Danıştay kararlarına göre; İlgililere 7201 sayılı Tebligat Kanunu gereğince resmen tebliğ edilmiş olması ya da uygulama sonrası düzenlenen tapu senedinin, ilgiliye teslim edilmiş olduğunun resmen belgelenmiş olması gerekir... Dava açma süresi, bu şekilde olacak tebliğden itibaren 60 günlük süre içerisinde açılabilir. (İYUK.md:7/1)
İYUK’un 7 ve 10’uncu maddeleri ve Danıştay kararları birlikte ele alınarak; farklı durumlara göre 60 günlük dava açma sürenin başlangıcı şu şekilde olacaktır;
1 – Askı İlânı Sırasında İtiraz Dilekçesi Verilmesi ve 60 Günlük Dava Süresinin Başlaması
Bir aylık askı ilânı sırasında ilgilisinin belediyeye itiraz dilekçesi vermesi, yapılan uygulamadan haberdar olduğunu gösterir.

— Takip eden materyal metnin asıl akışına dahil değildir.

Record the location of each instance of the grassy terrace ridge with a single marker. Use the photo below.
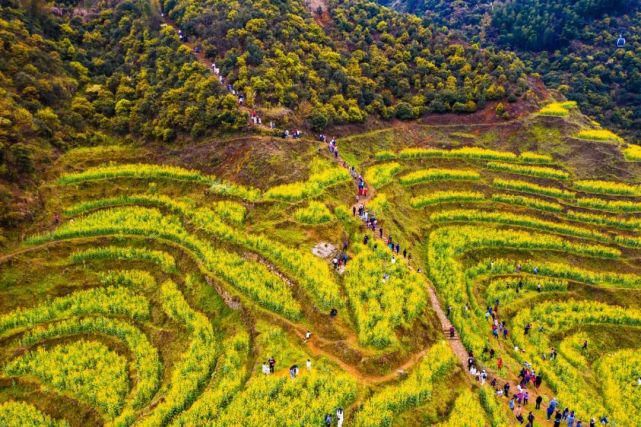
(186, 296)
(466, 153)
(438, 174)
(150, 171)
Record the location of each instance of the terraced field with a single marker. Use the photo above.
(150, 293)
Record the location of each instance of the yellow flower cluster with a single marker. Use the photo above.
(229, 379)
(439, 197)
(194, 368)
(414, 391)
(473, 153)
(632, 153)
(431, 175)
(314, 213)
(383, 295)
(529, 187)
(507, 218)
(599, 135)
(608, 187)
(145, 355)
(381, 174)
(558, 109)
(271, 400)
(537, 171)
(610, 205)
(22, 414)
(313, 187)
(161, 258)
(528, 202)
(87, 370)
(467, 411)
(250, 277)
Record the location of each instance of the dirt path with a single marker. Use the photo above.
(455, 342)
(209, 64)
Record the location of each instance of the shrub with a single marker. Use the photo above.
(87, 370)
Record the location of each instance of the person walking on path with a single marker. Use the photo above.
(538, 401)
(340, 415)
(551, 407)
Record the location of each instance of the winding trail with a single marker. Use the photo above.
(455, 343)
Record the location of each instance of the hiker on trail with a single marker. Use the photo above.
(519, 415)
(551, 408)
(293, 371)
(538, 380)
(538, 401)
(530, 420)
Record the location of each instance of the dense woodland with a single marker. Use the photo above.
(74, 76)
(572, 44)
(367, 59)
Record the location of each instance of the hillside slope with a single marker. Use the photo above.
(573, 45)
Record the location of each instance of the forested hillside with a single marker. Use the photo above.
(572, 44)
(72, 76)
(366, 60)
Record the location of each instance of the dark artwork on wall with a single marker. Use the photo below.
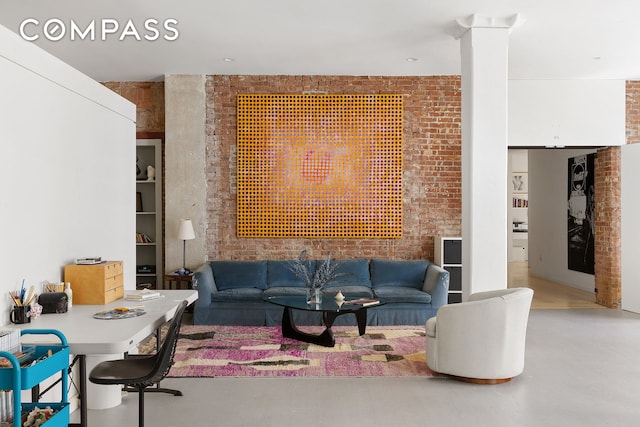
(581, 211)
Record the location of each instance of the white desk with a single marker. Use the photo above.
(108, 338)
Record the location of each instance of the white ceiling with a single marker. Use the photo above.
(560, 39)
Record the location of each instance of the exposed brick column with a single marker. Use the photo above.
(633, 111)
(608, 266)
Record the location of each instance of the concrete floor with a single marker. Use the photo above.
(582, 369)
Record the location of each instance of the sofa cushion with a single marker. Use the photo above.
(402, 294)
(282, 291)
(237, 295)
(239, 274)
(279, 274)
(352, 272)
(402, 273)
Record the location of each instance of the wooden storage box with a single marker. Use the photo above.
(95, 284)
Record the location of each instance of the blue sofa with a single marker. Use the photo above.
(232, 292)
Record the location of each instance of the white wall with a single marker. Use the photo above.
(630, 159)
(548, 218)
(67, 146)
(570, 113)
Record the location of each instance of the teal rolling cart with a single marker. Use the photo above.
(18, 378)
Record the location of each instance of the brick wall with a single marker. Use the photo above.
(633, 111)
(432, 169)
(149, 100)
(608, 266)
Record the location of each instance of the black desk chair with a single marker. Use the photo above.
(141, 372)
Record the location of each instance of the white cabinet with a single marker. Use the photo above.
(149, 212)
(448, 255)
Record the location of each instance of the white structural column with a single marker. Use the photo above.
(484, 51)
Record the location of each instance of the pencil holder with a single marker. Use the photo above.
(20, 314)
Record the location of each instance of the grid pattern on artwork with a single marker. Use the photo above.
(319, 166)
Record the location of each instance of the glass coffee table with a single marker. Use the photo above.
(330, 310)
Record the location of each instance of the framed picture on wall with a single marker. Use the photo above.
(519, 182)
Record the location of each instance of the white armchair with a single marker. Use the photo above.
(481, 340)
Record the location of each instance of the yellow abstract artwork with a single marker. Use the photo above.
(319, 166)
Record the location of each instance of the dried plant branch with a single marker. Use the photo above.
(326, 272)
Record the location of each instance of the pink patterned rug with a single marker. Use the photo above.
(260, 351)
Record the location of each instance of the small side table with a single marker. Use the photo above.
(178, 281)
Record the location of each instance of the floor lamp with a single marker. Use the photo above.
(185, 232)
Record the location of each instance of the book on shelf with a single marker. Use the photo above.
(143, 295)
(365, 302)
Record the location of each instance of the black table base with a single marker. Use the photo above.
(325, 339)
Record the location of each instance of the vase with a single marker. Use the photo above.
(314, 295)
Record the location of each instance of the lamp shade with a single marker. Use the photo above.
(185, 232)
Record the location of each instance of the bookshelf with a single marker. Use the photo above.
(149, 213)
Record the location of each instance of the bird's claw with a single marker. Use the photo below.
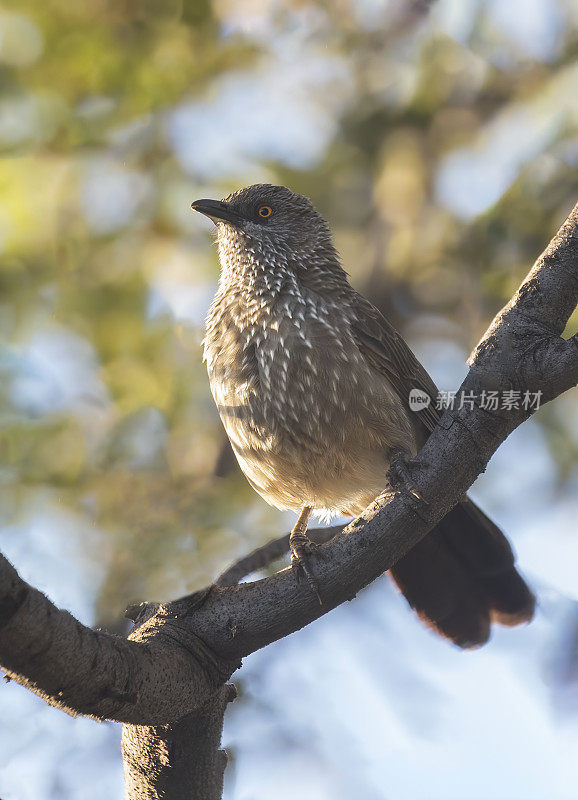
(302, 548)
(400, 480)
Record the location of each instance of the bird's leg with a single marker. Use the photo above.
(301, 547)
(400, 480)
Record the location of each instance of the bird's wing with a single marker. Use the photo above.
(386, 352)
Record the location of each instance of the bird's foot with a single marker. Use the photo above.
(400, 480)
(302, 548)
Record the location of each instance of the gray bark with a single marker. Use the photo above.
(166, 680)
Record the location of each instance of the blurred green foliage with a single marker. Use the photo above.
(114, 420)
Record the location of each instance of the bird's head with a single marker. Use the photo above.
(273, 225)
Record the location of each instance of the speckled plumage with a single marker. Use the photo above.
(312, 384)
(309, 420)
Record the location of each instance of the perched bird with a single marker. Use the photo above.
(312, 385)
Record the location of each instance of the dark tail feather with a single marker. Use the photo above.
(461, 577)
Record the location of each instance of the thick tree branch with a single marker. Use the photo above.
(263, 556)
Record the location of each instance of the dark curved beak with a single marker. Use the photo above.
(217, 211)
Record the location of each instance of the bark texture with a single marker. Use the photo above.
(167, 680)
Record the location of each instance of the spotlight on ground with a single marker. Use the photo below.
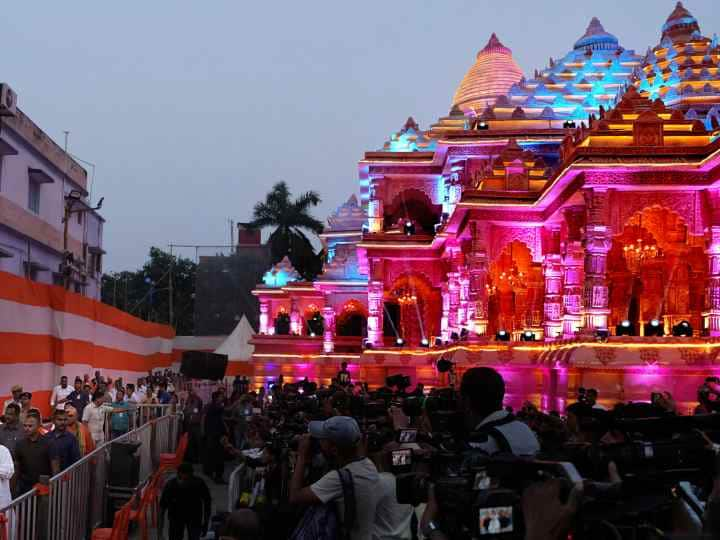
(625, 328)
(654, 328)
(682, 329)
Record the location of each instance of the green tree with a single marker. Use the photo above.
(291, 218)
(145, 293)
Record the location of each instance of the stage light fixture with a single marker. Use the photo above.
(654, 328)
(625, 328)
(682, 329)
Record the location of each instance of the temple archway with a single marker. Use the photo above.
(352, 320)
(419, 305)
(656, 270)
(515, 290)
(412, 205)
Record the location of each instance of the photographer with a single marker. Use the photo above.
(483, 390)
(341, 443)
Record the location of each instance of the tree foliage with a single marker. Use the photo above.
(145, 293)
(291, 218)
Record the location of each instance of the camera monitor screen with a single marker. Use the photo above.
(495, 520)
(482, 481)
(402, 458)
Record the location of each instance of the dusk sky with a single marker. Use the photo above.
(191, 110)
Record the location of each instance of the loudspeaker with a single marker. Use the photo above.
(124, 464)
(203, 365)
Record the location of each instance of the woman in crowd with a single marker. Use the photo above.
(80, 430)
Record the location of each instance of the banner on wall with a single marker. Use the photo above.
(46, 332)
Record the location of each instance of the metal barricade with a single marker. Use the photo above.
(21, 518)
(78, 497)
(235, 484)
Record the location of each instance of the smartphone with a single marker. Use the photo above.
(495, 520)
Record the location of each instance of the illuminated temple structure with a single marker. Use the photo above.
(556, 211)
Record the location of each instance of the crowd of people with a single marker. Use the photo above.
(82, 417)
(332, 461)
(336, 457)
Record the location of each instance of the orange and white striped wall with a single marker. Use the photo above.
(47, 332)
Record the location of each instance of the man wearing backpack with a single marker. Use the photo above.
(352, 487)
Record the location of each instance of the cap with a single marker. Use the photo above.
(342, 430)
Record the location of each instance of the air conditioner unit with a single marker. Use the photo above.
(8, 100)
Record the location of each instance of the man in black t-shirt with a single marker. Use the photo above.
(343, 377)
(187, 500)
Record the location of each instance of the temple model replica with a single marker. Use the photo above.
(563, 229)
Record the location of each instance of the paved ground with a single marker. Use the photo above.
(219, 493)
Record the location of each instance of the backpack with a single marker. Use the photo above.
(321, 521)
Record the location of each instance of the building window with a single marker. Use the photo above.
(34, 197)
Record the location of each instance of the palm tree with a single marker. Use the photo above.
(290, 219)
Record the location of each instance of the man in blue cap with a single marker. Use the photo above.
(341, 442)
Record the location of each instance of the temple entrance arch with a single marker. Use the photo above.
(419, 306)
(352, 320)
(515, 290)
(412, 205)
(656, 270)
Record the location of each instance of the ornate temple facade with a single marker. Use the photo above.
(554, 212)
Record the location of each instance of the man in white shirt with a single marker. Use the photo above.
(94, 417)
(340, 441)
(16, 390)
(7, 470)
(60, 394)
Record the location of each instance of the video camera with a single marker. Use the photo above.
(483, 499)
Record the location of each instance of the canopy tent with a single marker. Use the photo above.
(237, 346)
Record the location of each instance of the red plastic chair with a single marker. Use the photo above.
(170, 462)
(148, 503)
(120, 527)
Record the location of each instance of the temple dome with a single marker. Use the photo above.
(490, 77)
(680, 25)
(596, 38)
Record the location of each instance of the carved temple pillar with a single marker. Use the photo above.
(328, 328)
(375, 313)
(553, 274)
(445, 317)
(478, 270)
(573, 279)
(296, 322)
(454, 301)
(375, 209)
(597, 245)
(264, 315)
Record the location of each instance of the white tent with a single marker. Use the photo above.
(237, 345)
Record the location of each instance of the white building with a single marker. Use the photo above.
(36, 180)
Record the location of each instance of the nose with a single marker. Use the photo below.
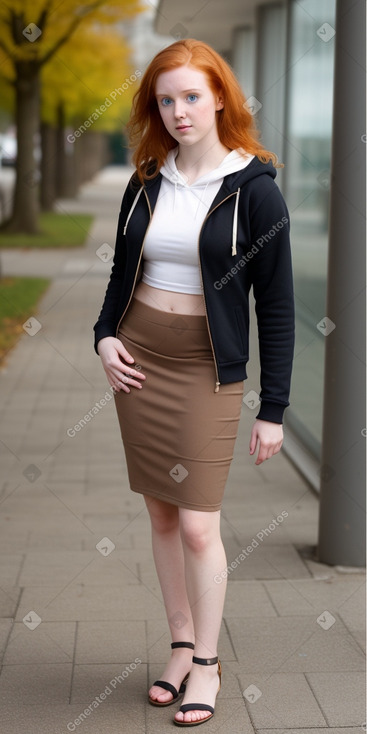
(179, 110)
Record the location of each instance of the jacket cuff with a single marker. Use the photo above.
(272, 412)
(100, 332)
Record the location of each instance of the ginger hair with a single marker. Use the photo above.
(236, 126)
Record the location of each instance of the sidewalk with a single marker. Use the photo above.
(83, 628)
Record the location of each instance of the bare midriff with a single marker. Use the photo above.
(171, 301)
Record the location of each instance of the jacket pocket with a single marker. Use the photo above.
(242, 331)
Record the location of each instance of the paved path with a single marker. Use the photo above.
(76, 552)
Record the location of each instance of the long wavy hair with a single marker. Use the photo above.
(236, 126)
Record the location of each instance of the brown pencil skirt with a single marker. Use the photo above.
(178, 434)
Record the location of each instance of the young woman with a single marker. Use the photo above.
(202, 220)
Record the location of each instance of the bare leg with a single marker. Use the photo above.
(169, 562)
(204, 559)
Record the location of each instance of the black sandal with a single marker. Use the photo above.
(200, 706)
(168, 686)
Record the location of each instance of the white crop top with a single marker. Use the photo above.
(171, 254)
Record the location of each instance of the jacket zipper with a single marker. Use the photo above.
(217, 383)
(138, 265)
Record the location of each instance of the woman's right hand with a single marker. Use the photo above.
(114, 357)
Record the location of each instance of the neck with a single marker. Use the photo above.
(195, 160)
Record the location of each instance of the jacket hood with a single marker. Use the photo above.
(232, 163)
(236, 169)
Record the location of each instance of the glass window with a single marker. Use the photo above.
(307, 154)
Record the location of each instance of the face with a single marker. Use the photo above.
(188, 106)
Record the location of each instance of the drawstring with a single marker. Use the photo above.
(235, 221)
(201, 198)
(132, 208)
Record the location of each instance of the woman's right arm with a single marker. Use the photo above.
(117, 361)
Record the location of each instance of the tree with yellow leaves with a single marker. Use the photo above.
(31, 33)
(73, 114)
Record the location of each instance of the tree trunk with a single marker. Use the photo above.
(25, 212)
(48, 166)
(66, 179)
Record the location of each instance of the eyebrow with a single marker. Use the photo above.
(183, 91)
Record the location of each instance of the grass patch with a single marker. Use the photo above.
(18, 301)
(56, 230)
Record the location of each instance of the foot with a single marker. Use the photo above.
(175, 671)
(202, 687)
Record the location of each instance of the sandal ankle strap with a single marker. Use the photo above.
(183, 644)
(204, 661)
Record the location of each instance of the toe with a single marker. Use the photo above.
(159, 694)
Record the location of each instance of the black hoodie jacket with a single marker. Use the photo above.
(244, 242)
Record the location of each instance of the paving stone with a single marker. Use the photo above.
(110, 642)
(303, 596)
(341, 696)
(78, 601)
(50, 642)
(59, 719)
(266, 644)
(247, 599)
(281, 701)
(9, 597)
(89, 567)
(123, 683)
(319, 730)
(10, 567)
(265, 561)
(21, 685)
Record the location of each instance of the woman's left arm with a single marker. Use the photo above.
(272, 280)
(268, 437)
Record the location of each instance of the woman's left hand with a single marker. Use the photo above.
(269, 437)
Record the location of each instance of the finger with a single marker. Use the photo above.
(262, 455)
(253, 442)
(123, 351)
(129, 371)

İlgilisinin bu süre içerisinde itiraz dilekçesi verdiği halde, bir aylık ilânın son gününü izleyen günden itibaren 30 günlük süre içerisinde ilgili idarenin cevap vermemesi durumunda, bu 30 günü izleyen 60 gün içerisinde dava açılabilir. İlgili idare itiraz dilekçesine olumsuz cevap vermişse, cevap tarihini izleyen 60 günlük süre içerisinde dava açılması gerekir.
60 günlük dava açma süresinin başlangıcı için, tapuya tescil tarihi değil, ilgili idareden alınan cevap tarihi esas alınmalıdır.
2 – Askı İlânı Sonrası Başvuru ve 60 Günlük Sürenin Başlaması
Bir aylık askı ilânı sırasında ilgilisi belediyeye itiraz dilekçesi vermemiş, işlem kesinleşip tescil edildikten sonra durumu fark ederek idareye daha sonra başvurmuş ise (ki bu başvuru için zaman aşımının ne olduğuna aşağıda ayrıca değinilecektir);
– Başvurudan itibaren 30 günlük süre içerisinde İdare tarafından talep reddedilmişse; 60 günlük süre, ret yazısının talep sahibine tebliğinden itibaren başlar.
– Başvurudan itibaren 30 günlük süre içerisinde İdare, talep sahibine, herhangi bir cevap vermemişse talep reddedilmiş sayılır ve 60 günlük dava açma süresi bu 30 günün bittiği tarihten itibaren başlar.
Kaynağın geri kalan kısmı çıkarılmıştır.